Heterogeneous Image GNN: Graph-Conditioned Diffusion for Image Synthesis
Rupert Menneer, Christos Margadji, Sebastian W. Pattinson
TL;DR
This work tackles conditioning diffusion-based image synthesis on heterogeneous, graph-structured data by introducing Heterogeneous Image Graphs (HIG), which jointly model images and conditioning signals as interconnected graphs. A magnitude-preserving MP-GNN (HIGnn) processes the HIG, and its latent conditioning is incorporated into a frozen EDM2 model via a ControlNet-style encoder, enabling end-to-end diffusion with graph-conditioned signals. The approach achieves state-of-the-art results on layout-to-image and mask-to-image tasks (e.g., COCO-Stuff and Visual Genome) and demonstrates precise local control over attributes, objects, and relationships, while remaining computationally efficient relative to quadratic-attention baselines.
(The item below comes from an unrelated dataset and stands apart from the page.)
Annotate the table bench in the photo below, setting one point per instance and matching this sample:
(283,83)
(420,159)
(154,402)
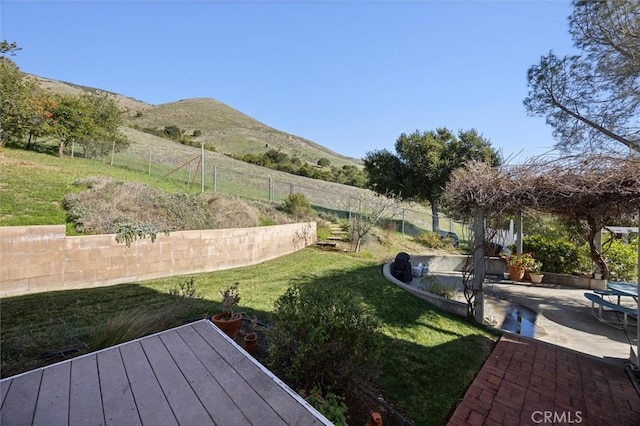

This framework broadens the scope of conditioning signals for diffusion models, enabling flexible, multi-modal, and fine-grained generation across diverse datasets and conditioning modalities.
Abstract
We introduce a novel method for conditioning diffusion-based image synthesis models with heterogeneous graph data. Existing approaches typically incorporate conditioning variables directly into model architectures, either through cross-attention layers that attend to text latents or image concatenation that spatially restrict generation. However, these methods struggle to handle complex scenarios involving diverse, relational conditioning variables, which are more naturally represented as unstructured graphs. This paper presents Heterogeneous Image Graphs (HIG), a novel representation that models conditioning variables and target images as two interconnected graphs, enabling efficient handling of variable-length conditioning inputs and their relationships. We also propose a magnitude-preserving GNN that integrates the HIG into the existing EDM2 diffusion model using a ControlNet approach. Our approach improves upon the SOTA on a variety of conditioning inputs for the COCO-stuff and Visual Genome datasets, and showcases the ability to condition on graph attributes and relationships represented by edges in the HIG.